We study the Sec7-domain guanine nucleotide exchange factors (GEFs) for the Arf family of small GTPases. We are interested in the role of these proteins in membrane dynamics and protein trafficking. The Arfs and Arf GEFs are important regulators of both organelle structure and protein transport throughout the cell. We are focusing on the large Golgi-localized Arf GEFs involved in transport through the secretory pathway in both budding yeast and mammalian cells. A central question in cell biology is how the elaborate and dynamic structures of membrane systems are maintained in the face of constant trafficking into and out of each organelle, particularly the way organelle structure is generated and maintained and how structure is correlated with the underlying molecular events of protein sorting and membrane remodeling. An important step toward answering these questions is to define the role of the Arf GEFs at the molecular level by identifying interacting partners, elucidating membrane localization mechanisms, and analyzing Arf GEF mutants in vivo.
Identification of interacting partners of the Golgi-localized Arf GEFs in mammalian cells
Smirnova
The Arf GEFs of the Golgi-localized Gea/GBF and Sec7/BIG subfamilies are large multidomain proteins. A major goal of our laboratory is to understand the functions of the domains of the Gea/GBF and Sec7/BIG Arf GEFs. Given that the GEFs are soluble proteins that must be targeted to membranes, identification of their membrane-targeting signals and partners is an important step in understanding their function. Within each subfamily, regions upstream and downstream of the Sec7 catalytic domain are conserved from yeast to humans. However, the functions of these homology regions are not known. We are carrying out two-hybrid screens with the N-terminal and C-terminal regions of the Arf GEFs of the Gea/GBF and Sec7/BIG subfamilies. Specifically, we performed a two-hybrid screen using BIG2, the Sec7 domain of the mammalian homologue of Sec7p, and identified a number of partners, two of which are human PI4P 5 kinase beta and the ATGL triglyceride lipase.

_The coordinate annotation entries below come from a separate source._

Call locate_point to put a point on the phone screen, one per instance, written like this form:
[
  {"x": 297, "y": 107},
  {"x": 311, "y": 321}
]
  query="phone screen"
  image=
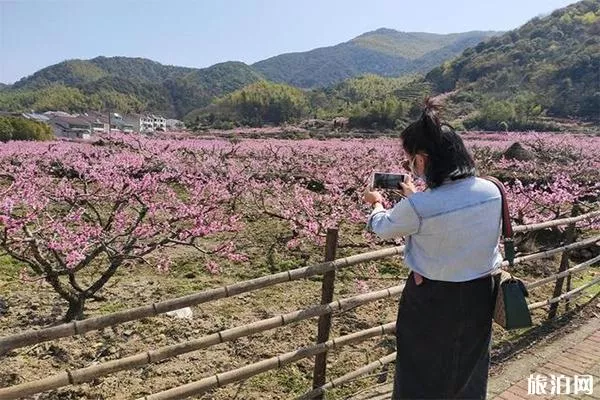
[{"x": 387, "y": 181}]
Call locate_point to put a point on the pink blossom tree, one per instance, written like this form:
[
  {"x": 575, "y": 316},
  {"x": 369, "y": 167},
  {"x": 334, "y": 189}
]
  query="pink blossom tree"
[{"x": 76, "y": 213}]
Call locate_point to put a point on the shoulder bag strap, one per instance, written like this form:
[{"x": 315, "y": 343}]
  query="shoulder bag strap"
[{"x": 507, "y": 233}]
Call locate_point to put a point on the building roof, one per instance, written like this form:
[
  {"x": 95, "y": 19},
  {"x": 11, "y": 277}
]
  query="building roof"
[
  {"x": 65, "y": 122},
  {"x": 36, "y": 117},
  {"x": 95, "y": 117}
]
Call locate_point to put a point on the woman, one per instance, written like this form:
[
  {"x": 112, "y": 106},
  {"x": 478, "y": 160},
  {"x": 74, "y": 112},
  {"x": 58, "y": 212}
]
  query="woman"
[{"x": 452, "y": 230}]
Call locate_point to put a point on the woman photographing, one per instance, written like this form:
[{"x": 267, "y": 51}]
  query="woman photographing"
[{"x": 452, "y": 230}]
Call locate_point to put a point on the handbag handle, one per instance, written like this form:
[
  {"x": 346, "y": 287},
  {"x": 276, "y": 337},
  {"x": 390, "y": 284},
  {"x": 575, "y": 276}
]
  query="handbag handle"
[{"x": 507, "y": 233}]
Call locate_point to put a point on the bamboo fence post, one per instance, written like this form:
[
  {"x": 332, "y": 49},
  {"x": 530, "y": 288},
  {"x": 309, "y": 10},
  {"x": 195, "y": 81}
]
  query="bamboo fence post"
[
  {"x": 568, "y": 289},
  {"x": 324, "y": 324},
  {"x": 349, "y": 377},
  {"x": 564, "y": 262}
]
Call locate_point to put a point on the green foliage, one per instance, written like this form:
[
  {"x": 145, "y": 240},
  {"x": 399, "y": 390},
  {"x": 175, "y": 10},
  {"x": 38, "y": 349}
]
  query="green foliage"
[
  {"x": 256, "y": 104},
  {"x": 16, "y": 128},
  {"x": 366, "y": 94},
  {"x": 378, "y": 114},
  {"x": 368, "y": 101},
  {"x": 520, "y": 113},
  {"x": 557, "y": 57},
  {"x": 384, "y": 52},
  {"x": 124, "y": 85}
]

It was recently shown that ATGL triglyceride lipase plays an important role in lipid droplet (LD) degradation in adipose tissue. LDs are found in many eukaryotic cells and are highly upregulated in adipocytes, which are professional lipid storage cells. Given the rapidly spreading obesity epidemic, the mechanism by which LDs and their component neutral lipids are degraded is an important health issue. We have demonstrated that ATGL also functions in non-adipocyte cells and plays an important role in LD degradation in these cells. Overexpression of wild-type ATGL causes a dramatic decrease in LD size, whereas a catalytically inactive mutant retains the ability to localize to LDs but is unable to decrease LD size. Depletion of ATGL by RNA interference leads to a significant increase in the size of LDs. The results demonstrate that ATGL plays an important role in LD/adiposome turnover in mammalian cells.
Several proteomic studies of adiposomes have shown that, in addition to the abundant perilipin/ADRP/TIP47 (PAT) domain proteins and neutral lipid metabolic enzymes, proteins that are involved in membrane trafficking and signaling, such as Rab GTPases, are associated with the organelles. The results of previous work from other labs have suggested that the Arf GTPase is involved in LD formation. The PAT domain protein TIP47 was originally identified as a Rab9-binding protein that is involved in recycling mannose-6-phosphate receptors from endosomes to the trans-Golgi network. Thus, TIP47 is the first example of a growing class of proteins that provide a functional bridge between membrane trafficking pathways and adiposome metabolism. We are currently attempting to determine the role of the Arf GEFs in both regulating lipid droplet turnover and coordinating the secretory pathway with lipid droplet metabolism.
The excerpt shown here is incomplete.